Even the Rt. Rev. Pierre W. Whalon, Bishop of the Convocation of American Churches in Europe and a one time orthodox believer, berated the actions of the Virginia evangelicals. Writing on the HOB/D listserv he said, "it goes to underline the truth, invariable across the centuries: schism is worse than heresy. Heresy can and should be countered by better theology, but schism is much harder to fix. The only one winning in the present situation is the Evil One."

In that case Athanasius should apologize to Arius for daring to suggest that his views were heretical.

An article "The problem of dissolution" by the ultra-liberal Guardian newspaper religion writer Stephen Bates, said that "Evangelical conservatives are using homosexuality as a dividing issue - and standing up to them is the only way to save the Anglican church."

Really.

This begs the question, who has been systematically destroying the Anglican Communion over the last 40 years? From Bishop Pike to Bishop Spong and every revisionist bishop in between and today, the faith has been under attack. It has been systematically undermined in at least 9 of the 11 seminaries, and from thence to the pulpits and down to the pews the faith has been ripped and torn in the name of the false gods of inclusivity, diversity and pansexuality.

Bates argues that what the conservatives demand in the name of orthodoxy is not Anglicanism but a form of congregationalism, inimical to the traditional authority of bishops.

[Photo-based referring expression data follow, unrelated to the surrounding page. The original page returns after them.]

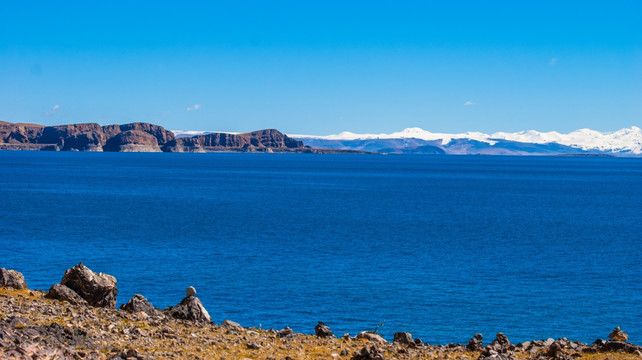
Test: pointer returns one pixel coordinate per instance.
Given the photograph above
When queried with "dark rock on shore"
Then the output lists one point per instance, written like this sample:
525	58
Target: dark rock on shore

Nonsense, writes the Rev. Dr. David Roseberry, rector of Christ Church, Plano and until recently the largest attended parish in the Episcopal Church which recently departed the TEC for Peruvian oversight. He wrote explaining his position on leaving and said this: "One of my base assumptions is that we will remain within the Anglican Communion. We are not structured as a Bible church or a "congregation rule" parish. We are a church that is part of a worldwide Anglican Communion. And, while the Communion is strained to the breaking point, there is still a lot of life and value in being a part of it. Christ Church has friends and colleagues all over the globe and even within ECUSA. I intend to keep my brothers and sisters in Christ as friends at home and abroad."

Roseberry says the best picture and the main reason why the ECUSA is being shaken apart is because it has no common understanding of Scripture as God's revealed Truth. "Many believe it to be a resource only... at the level of an 'inspiring word' for the church. I believe it to be the Inspired Word to the church. Therein is the fault line which causes the triennial earthquakes."

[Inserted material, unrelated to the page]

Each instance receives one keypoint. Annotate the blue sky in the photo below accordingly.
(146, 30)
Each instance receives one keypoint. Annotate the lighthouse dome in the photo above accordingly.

"I have always believed that Anglicanism, when followed and practiced in its biblical and historic form, is a reliable and powerful way of being a follower of Jesus Christ. Many of the tools and patterns and disciplines that other denominations deeply desire are already ours! We have them all: a prayer book tradition, ancient worship, reformed teaching, catholic heritage, Bible basics and church order. I want to be in an alignment that actually uses them to the fullest extent possible," he wrote.

Now, while the believing orthodox "minority" rushes for the exits, the canonical "majority" may soon see the door shut on them courtesy of the greater Anglican Communion! It would appear that that now, is only a matter of time.